In his story "Shanghai Fox-trot" (Chinese: 上海狐步舞; pinyin: Shànghǎi húbùwǔ), Mu gave a "film-like" description on the life in Shanghai, especially the life in night.

In the story "The Lady in the Inky-Green Cheongsam" (Chinese: 墨綠衫的小姐; pinyin: Mòlǜ shān de xiǎojiě), Mu showed the fascination with exotic themes and locations, which was a popular culture in Shanghai during the 1930s.

Xun Si, a 1940s Chinese literary historian described him as "A belly full of Horiguchi Daigaku style witticisms, a Yokomitsu Riichi style of writing, a Hayashi Fusao style of creating new narrative forms, such is the content of Mr.
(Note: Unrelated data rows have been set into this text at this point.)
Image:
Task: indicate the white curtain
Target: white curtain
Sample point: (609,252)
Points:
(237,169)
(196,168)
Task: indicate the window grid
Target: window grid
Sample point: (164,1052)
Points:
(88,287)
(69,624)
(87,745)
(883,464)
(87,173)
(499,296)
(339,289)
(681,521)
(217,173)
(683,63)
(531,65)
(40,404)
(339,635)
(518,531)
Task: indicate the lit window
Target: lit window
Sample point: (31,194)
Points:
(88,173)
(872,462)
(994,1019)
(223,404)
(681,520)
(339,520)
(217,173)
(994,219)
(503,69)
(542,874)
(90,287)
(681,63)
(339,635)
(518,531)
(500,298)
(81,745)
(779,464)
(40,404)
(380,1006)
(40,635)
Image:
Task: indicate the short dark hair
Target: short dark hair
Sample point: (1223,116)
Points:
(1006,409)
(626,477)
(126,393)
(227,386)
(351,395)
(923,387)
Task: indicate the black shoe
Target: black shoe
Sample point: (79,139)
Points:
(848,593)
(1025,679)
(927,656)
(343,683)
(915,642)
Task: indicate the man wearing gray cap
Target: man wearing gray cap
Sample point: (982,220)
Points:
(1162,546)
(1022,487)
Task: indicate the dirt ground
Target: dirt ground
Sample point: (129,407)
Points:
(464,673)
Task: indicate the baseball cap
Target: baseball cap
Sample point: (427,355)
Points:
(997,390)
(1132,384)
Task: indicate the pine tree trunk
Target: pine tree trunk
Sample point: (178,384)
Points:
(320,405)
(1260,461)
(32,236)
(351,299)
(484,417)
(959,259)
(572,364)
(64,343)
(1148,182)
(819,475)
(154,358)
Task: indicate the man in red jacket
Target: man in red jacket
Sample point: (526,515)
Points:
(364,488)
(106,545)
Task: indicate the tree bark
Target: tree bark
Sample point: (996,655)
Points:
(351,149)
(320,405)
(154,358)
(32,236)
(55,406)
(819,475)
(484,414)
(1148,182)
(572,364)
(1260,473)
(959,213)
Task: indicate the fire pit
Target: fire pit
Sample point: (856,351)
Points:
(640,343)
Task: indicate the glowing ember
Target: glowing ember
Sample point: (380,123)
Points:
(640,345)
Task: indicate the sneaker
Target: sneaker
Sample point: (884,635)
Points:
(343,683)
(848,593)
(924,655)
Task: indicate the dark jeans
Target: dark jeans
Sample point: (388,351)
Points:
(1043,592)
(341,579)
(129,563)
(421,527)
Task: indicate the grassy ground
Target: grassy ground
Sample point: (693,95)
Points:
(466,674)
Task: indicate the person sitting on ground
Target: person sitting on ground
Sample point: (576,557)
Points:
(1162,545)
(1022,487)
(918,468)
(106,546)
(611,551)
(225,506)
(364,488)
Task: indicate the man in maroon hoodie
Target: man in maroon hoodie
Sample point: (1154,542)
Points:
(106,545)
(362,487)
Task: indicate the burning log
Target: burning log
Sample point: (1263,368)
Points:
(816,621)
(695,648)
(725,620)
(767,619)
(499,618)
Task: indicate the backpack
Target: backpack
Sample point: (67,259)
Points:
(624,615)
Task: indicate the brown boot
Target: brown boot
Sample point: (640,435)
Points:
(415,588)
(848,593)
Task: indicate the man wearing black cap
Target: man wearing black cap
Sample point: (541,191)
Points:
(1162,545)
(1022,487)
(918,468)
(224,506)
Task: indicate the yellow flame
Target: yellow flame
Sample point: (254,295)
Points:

Mu Shiying."

==Legacy==
Poshek Fu of the University of Illinois discusses, and Margaret Blair portrays, the complex political situation faced by Mu and other modernist writers of the 1930s. Andrew David Field has written a lengthy appreciation of Mu's life and times and together with co-translator Hong Yu offers five original translations of Mu's short stories in his book Mu Shiying: China's Lost Modernist, including "The Man Who Was Treated as a Plaything," "Craven A", "Night," "Black Peony," and "Shanghai Fox-trot," along with a translation of "Five in a Nightclub" by Randolf Trumbull.